For good reason, cast iron skillets are a favorite in American kitchens. With proper care, they can endure for generations and are resilient and adaptable. Cast iron works flawlessly whether you’re baking cornbread, frying bacon, or searing a steak.
Even though these pans are fantastic, they aren’t ideal for every situation.
Actually, cooking some foods in a cast iron skillet can cause rust, alter the flavor of your food, or harm the seasoning.
These are the best foods and cooking practices to stay away from if you want your skillet to last and your food to continue tasting delicious.
1. Acidic foods, such as tomatoes
Cast iron is harmed by acidic substances like vinegar, lemon juice, and tomatoes.
These foods have the potential to remove the seasoning from the pan. Worse yet, they may react with the iron itself and impart an odd, metallic flavor to your food.
You can occasionally cook a quick tomato dish in a well-seasoned skillet. But acidic stews or slow-simmered sauces? Avoid it at all costs.
Instead: For recipes requiring a lot of acid, use a stainless steel pan or enameled cast iron.
2. Fragile Fish
Cast iron is too brittle for fish like sole, flounder, and tilapia.
These delicate fillets may stick and crumble due to the rough surface and high heat. Nobody wants their next batch of pancakes to taste like last night’s salmon, and fish odors can linger.
A better option is to cook seafood in stainless or nonstick cookware, particularly if you’re dealing with fillets that are prone to flaking.
3. Adhesive or sweet sauces
Cast iron can’t withstand sticky glazes like teriyaki or honey garlic.

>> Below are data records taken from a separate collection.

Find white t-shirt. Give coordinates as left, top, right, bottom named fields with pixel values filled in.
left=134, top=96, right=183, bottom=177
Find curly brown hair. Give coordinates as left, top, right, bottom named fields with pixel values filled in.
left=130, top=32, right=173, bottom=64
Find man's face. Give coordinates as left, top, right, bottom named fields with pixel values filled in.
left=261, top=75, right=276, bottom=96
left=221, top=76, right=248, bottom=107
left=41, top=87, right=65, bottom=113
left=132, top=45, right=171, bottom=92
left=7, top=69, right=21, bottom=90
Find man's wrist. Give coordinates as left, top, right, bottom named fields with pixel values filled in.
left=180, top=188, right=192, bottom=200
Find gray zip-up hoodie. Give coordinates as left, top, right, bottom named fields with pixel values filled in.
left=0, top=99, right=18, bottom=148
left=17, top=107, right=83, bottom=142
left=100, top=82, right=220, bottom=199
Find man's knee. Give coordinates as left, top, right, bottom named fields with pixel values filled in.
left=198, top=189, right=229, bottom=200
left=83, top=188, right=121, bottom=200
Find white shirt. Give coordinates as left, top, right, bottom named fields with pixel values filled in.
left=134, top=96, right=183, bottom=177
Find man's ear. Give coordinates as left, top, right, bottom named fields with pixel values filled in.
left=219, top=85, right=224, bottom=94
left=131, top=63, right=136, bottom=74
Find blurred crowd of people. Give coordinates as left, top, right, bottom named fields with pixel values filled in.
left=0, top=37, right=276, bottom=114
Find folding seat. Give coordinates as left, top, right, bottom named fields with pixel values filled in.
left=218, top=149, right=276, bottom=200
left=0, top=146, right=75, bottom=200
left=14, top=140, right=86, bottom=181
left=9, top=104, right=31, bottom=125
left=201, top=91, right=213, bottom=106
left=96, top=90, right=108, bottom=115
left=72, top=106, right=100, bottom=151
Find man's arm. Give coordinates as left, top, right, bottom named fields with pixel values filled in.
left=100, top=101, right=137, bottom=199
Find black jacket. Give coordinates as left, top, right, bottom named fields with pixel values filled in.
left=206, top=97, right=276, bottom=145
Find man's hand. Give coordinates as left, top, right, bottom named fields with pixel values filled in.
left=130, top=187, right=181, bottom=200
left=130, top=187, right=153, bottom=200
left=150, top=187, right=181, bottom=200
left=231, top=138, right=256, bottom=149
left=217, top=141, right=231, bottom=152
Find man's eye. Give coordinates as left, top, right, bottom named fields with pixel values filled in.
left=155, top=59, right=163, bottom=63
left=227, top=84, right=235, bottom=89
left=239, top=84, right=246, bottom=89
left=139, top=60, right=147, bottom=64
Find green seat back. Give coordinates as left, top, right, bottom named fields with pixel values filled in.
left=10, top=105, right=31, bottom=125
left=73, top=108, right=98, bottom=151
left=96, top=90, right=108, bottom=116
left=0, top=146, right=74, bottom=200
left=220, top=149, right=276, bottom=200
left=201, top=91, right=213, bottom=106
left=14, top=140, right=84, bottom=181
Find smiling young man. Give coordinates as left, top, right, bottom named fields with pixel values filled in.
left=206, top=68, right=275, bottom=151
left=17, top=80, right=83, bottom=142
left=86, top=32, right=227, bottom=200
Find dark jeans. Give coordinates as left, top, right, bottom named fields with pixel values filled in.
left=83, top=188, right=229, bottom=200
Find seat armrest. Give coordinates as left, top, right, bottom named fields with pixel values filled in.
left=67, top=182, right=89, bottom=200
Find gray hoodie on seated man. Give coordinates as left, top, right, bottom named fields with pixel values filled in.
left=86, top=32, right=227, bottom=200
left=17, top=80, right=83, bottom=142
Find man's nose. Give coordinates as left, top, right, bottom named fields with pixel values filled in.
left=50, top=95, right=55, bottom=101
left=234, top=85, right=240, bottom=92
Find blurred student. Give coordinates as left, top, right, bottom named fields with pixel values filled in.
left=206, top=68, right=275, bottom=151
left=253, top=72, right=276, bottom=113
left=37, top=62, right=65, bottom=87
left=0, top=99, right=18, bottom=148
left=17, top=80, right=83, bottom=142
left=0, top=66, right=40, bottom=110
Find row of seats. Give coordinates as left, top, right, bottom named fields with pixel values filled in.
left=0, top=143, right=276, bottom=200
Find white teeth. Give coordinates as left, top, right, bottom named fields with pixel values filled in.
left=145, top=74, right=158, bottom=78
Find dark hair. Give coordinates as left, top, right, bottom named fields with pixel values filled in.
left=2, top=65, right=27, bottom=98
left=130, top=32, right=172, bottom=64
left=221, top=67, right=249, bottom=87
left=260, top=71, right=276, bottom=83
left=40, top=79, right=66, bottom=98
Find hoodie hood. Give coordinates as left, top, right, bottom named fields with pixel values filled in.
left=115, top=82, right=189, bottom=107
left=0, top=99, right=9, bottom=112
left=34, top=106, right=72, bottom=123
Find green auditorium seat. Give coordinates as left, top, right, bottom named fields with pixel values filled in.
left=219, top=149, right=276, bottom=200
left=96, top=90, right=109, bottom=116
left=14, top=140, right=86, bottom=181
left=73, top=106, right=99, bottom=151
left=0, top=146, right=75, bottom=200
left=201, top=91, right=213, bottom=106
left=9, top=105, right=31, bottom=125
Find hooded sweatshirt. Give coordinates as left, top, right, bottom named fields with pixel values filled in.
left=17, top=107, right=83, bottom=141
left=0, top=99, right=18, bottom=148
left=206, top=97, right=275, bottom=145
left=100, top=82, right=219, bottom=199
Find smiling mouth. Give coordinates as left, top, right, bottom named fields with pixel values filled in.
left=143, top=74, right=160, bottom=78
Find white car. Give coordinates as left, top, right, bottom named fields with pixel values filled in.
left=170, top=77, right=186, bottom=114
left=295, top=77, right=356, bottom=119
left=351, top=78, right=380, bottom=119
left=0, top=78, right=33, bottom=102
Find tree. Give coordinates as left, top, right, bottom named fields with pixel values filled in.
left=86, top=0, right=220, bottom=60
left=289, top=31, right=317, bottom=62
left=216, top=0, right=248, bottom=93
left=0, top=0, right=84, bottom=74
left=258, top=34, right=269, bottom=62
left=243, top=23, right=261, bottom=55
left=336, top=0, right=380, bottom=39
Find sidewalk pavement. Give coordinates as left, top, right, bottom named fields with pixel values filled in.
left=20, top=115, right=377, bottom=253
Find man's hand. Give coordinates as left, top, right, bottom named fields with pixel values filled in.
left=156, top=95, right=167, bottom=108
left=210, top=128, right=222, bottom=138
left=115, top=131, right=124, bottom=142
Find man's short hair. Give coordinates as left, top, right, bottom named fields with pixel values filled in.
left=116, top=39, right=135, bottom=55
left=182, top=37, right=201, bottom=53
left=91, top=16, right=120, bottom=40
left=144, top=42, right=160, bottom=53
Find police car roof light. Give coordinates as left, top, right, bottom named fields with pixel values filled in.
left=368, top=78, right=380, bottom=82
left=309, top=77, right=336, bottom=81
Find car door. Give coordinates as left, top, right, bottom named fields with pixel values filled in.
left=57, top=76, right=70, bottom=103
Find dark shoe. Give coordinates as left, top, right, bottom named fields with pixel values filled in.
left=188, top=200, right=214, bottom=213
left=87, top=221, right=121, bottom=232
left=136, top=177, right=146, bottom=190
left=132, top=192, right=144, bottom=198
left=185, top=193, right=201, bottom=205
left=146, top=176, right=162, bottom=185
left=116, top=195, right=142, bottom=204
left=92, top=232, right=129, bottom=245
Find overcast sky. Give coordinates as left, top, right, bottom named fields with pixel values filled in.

These sauces contain sugar that can burn and stick to the top, creating a mess and damaging the seasoning in your pan. In addition to making cleanup a nightmare, your skillet may lose some of its nonstick properties.
The best option is to wait until your cast iron is well seasoned or cook sticky sauces in a nonstick pan.
4. Eggs — Except for Experts
Yes, some people can use cast iron to cook eggs. However, eggs will probably stick unless your pan is well-seasoned.
If you scrape them off, you risk scratching the surface and leaving an uncleanable residue.
For now, omit the eggs if you’re still adding seasoning to your skillet.
Instead, try: For sunny-side up or scrambled eggs, use a nonstick skillet. You can try different things once your cast iron is well-seasoned.
5. Foods with Strong Flavors (such as curry and garlic)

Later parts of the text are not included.